L’école primaire faisait du camarade président un héros que les héros du monde entier venaient voir pour sa sagesse ! On sent l’adolescent encore plein d’admiration devant le héros, sous le coup de la leçon d’instruction civique toute soviétique donnée par le maître ! Michel se souvient d’avoir été à l’aéroport lorsque le camarade président avait reçu Nicolae Ceausescu venu de Roumanie ! Idem avec George Pompidou, qu’on appelait Tonton et non pas camarade parce que « la Révolution des Français était périmée depuis longtemps ». Le camarade président avait aussi rencontré Mao Zedong, car « c’est la Chine qui est la grande sœur, c’est elle qui nous a cadeauté les hôpitaux, c’est elle qui nous a construit gratuitement le barrage… grâce à ce barrage qu’il y a le courant jusqu’au Zaïre ». Bref, c’est ça après la décolonisation, il y a les Soviétiques, la Chine… Le camarade président, lorsqu’il va en Union soviétique, y est comme chez lui. Beaucoup de Congolais y vont pour étudier. Ce camarade président va aussi à Cuba, et avec Fidel Castro ils disent du mal des Américains qui ne veulent pas que les Cubains se développent. Les Cubains peuvent venir au Congo quand ils veulent, pour y entraîner les militaires et « aider d’autres camarades de notre continent qui se battent contre les complices de l’impérialisme ». Le camarade président va aussi voir d’autres présidents d’Afrique, par exemple Khadafi, car « quand on est ensemble et soudés l’impérialisme ne peut pas trouver par quel trou passer ». On sent la guerre froide passer par l’Afrique, dans le sillage de la décolonisation, mais que, comme on va le voir, la France reste aussi là, en formant à Saint-Cyr les militaires africains ! Pour le jeune Michel, les gens des autres pays africains se sentent tous congolais. La fierté congolaise est inculquée à fond à l’école primaire ! Et c’est la chanson soviétique sur les cigognes qui sont immortelles qui l’imprime au cœur des écoliers. Michel a appris à l’école à aimer le camarade président comme il aime papa Roger.

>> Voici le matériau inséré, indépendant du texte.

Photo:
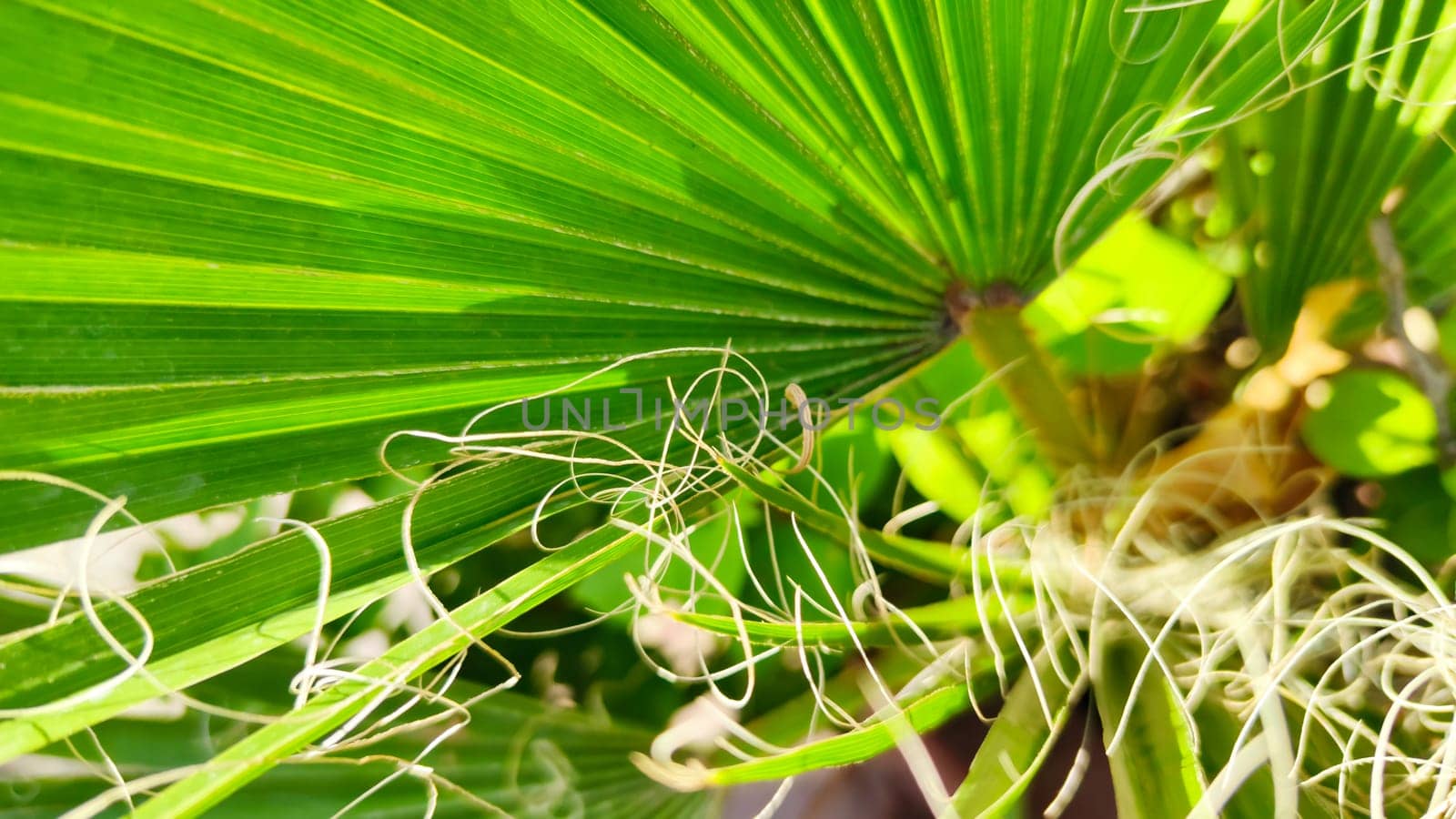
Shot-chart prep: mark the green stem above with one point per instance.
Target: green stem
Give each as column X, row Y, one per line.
column 1004, row 346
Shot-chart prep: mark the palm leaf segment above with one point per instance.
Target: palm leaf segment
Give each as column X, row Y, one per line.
column 247, row 242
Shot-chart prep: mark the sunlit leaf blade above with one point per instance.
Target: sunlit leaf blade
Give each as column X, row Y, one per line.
column 531, row 758
column 405, row 661
column 946, row 618
column 877, row 734
column 1157, row 770
column 938, row 562
column 220, row 614
column 1018, row 742
column 1375, row 104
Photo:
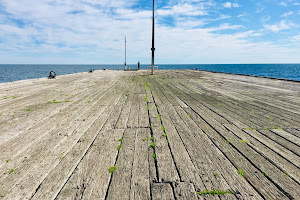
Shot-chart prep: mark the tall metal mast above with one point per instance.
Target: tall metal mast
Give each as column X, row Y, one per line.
column 153, row 49
column 125, row 53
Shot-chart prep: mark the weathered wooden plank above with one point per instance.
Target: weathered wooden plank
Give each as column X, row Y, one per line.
column 53, row 183
column 119, row 187
column 293, row 158
column 260, row 182
column 140, row 183
column 133, row 121
column 162, row 191
column 288, row 136
column 184, row 190
column 143, row 112
column 224, row 168
column 165, row 164
column 91, row 176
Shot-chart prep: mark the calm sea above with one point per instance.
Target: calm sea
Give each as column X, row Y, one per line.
column 10, row 73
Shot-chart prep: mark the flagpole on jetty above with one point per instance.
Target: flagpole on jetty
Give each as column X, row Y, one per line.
column 153, row 49
column 125, row 54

Mais tout n’est pas si juste dans ce Congo socialiste ! Par exemple, les camions de la Voirie de Pointe-Noire « ramassent les poubelles devant les maisons des capitalistes noirs et font semblant de ne pas remarquer qu’il y a aussi des ordures devant les parcelles des gens comme les Malonga et nous autres » !

Maman Pauline a, par orgueil, car ça compte beaucoup de montrer aux autres, acheté une parcelle, et fait construire dessus une maison, mais en planches, parce qu’en dur c’est trop cher. C’est une maison « en attendant » ! Dans la boutique « Au cas par cas », les « prix ne sont pas fixés pour de bon, ça dépend de si vous connaissez ou pas Mâ Moubobi » ! Cette femme, parce que son fils dormait à l’école, a soulevé son pagne devant tout le monde pour montrer sa nudité, avant de retirer son fils de l’école pour qu’on ne se moque plus de lui ! Ah ces mères africaines ! Dans son commerce, elle montre à ceux qui oublient de la payer la photo du camarade président qui est au mur derrière elle, afin que la crainte et le respect inspirés par le chef de la Révolution socialiste congolaise les obligent ! Un client remarque que le jeune Michel, venu acheter des choses pour ses parents, a mal boutonné sa chemise. Comme endossant une fonction paternelle, il l’emmène à l’arrière de la boutique, pour qu’il la boutonne correctement. Tout le monde se sent investi de l’éducation des enfants, surveille qu’il ne perd pas la monnaie…

Ce samedi19 mars 1977, il y a eu des coups de feu. Papa Roger sait que s’il veut avoir de vraies nouvelles, il doit se brancher sur « La Voix de l’Amérique », et alors il n’écoute plus sur sa radio « La Voix de la Révolution Congolaise ». Evidemment, c’est la radio officielle du pouvoir, et c’est comme en Union soviétique ! Et « La Voix de l’Amérique » apprend qu’il y a eu des coups de feu hier à Brazzaville. Mais, pour le jeune Michel, « cette histoire de coups de feu que notre propre radio n’a pas encore annoncée est une provocation des impérialistes noirs et blancs qui cherchent à déranger notre pays et notre Révolution socialiste congolaise ». Alain Mabanckou fait jouer à son personnage, Michel, le rôle du naïf qui croit au premier degré la propagande du pouvoir téléguidé depuis Moscou. Mais « La Voix de l’Amérique », est-ce mieux, elle qui discute de choses plus graves, par exemple la colère contre les bagarreurs que sont les Israéliens et les Palestiniens ! Bref, « La Voix de l’Amérique » ne parle plus de ce qui s’est passé à Brazzaville ! Papa Roger revient à « La Voix de la Révolution Congolaise », qui soule, avec cette musique soviétique qui est imposée en continu, on ne sait pas pourquoi ! En ayant l’air d’être naïf, Michel nous fait parfaitement entendre ce qui se passe, le silence, pour que rien ne se sache à propos du coup d’Etat, et de comment quelqu’un qui voulait le pouvoir a fait tuer celui qui l’avait… Maman Pauline dit que ce n’est pas bien de manger en écoutant de la musique soviétique !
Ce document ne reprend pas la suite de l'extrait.